La Política es una responsabilidad comunitaria, un deber del conjunto social. Ante la confusión y la perplejidad que con acierto señala Marías, lo es en particular de quienes están mejor dotados intelectualmente para asimilar el ritmo de éste tiempo, entender la naturaleza de la compleja evolución finisecular y encontrar así la salida de la larga noche de la decadencia argentina. Este grupo social tiene hoy un desafío y una deuda. Un desafío, para no volver a equivocar el camino, como ya lo hizo en el pasado. Una deuda para con el pueblo, víctima principal de los extravíos dirigenciales. Urge en consecuencia recuperar el Sistema Político, impulsando el Desarrollo Político, para alcanzar la confianza, la representatividad y participación del soberano y la eficiencia en el Gobierno del Estado.
En los días que corren, la continuidad del sistema, a pesar de los escándalos, permite la catarsis contenida otrora por los golpes de estado, en tiempos en que el sistema "fugaba hacia el futuro". Dicha continuidad exige ser conducida con acierto y firmeza. El Estado, en todos sus niveles, es el instrumento institucional que nuestra cultura ha encontrado, luego de duras luchas, como respuesta a las necesidades de convivencia social, en consideración de la naturaleza humana en su diversidad y dinamismo impredecible.
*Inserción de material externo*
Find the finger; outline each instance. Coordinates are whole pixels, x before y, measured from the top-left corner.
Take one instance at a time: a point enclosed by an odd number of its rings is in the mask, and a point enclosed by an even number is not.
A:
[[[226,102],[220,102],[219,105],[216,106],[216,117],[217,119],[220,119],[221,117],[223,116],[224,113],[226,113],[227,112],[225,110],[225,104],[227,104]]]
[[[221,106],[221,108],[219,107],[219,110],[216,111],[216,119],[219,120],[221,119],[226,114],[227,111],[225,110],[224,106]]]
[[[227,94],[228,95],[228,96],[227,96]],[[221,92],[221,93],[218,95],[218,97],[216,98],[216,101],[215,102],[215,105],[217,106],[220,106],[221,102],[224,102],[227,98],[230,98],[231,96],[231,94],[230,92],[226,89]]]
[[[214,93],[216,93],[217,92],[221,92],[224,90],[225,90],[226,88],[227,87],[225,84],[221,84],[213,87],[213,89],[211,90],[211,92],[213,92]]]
Sin un Estado fuerte, no habrá libertad ni convivencia de la diversidad social, en un proceso de cambios estructurales insoslayables.
Necesitamos una Integral Reforma de Estado, pero somos conscientes de que estamos lejos de su rehabilitación. El Estado prebendario, grande y débil que supimos conseguir, se está reformando por impulsos presupuestarios y sin el soporte de un sistema de ideas relacionadas con el nuevo encuadramiento estratégico y político. Las instituciones malversadas, tales como las Fuerzas Armadas, de Seguridad y la Justicia, son percibidas en los últimos años como excedentes o vaciadas, dando lugar a un extendido malestar social por la corrupción generalizada, producto de la ausencia arbitral y disuasiva de la autoridad y fuerza monopólica del Estado.
Como queda dicho, existe una íntima relación entre Ética, Política y Estado.
En un singular momento de nuestra vida como Nación, cuando somatizamos una compleja crisis político institucional, que acarrea confusión y perplejidad en los dirigentes, es oportuno recordar que sin Ética no hay credibilidad ni confianza en La Política. Que sin Política, no hay inteligencia en el Estado y que sin éste, no hay convivencia de la diversidad social en la VERDAD, LA JUSTICIA, EL AMOR Y LA LIBERTAD.
Es tiempo de decisiones, para romper con éste círculo vicioso. Es tiempo de virtuosos, de visiones largas y profundas, que proyecten la unidad nacional hacia el futuro y motiven la alegría del esfuerzo. Es tiempo de recuperar nuestra identidad, centrada en una ética y cultura cristiana, que nos define como hispano-criollos.
Y ante los excluyentes análisis economicistas que abruman, tampoco está de más agregar, como epílogo de estas reflexiones, una reciente afirmación de Henry Mintzberg, en la Harvard Business Review: “..lo que acaba de triunfar en Occidente, no es el capitalismo, sino el equilibrio: un sector privado fuerte, un estado fuerte y un sector intermedio fuerte...” Una lectura corta y superficial de nuestra circunstancia, está poniendo excesivo énfasis en la economía, en desmedro de la propia cultura y del Estado Necesario. Son quienes repiten recetas Norte, escritas desde culturas y estados fuertes y consolidados, en nuestro Sur, con identidades híbridas y estados débiles e ineficientes. El equilibrio evitará una nueva frustración. Venimos de una larga crisis política, con economía cerrada. La resolución de la crisis del sistema y la apertura de la economía, no deben ni pueden hacerse desde la confusión.
LO BUENO ES LO MEJOR. Y LO MEJOR PARA NOSOTROS ES EMPEZAR POR LA COHERENCIA ENTRE LO QUE CIERTAMENTE SOMOS Y LO QUE DESEAMOS SER.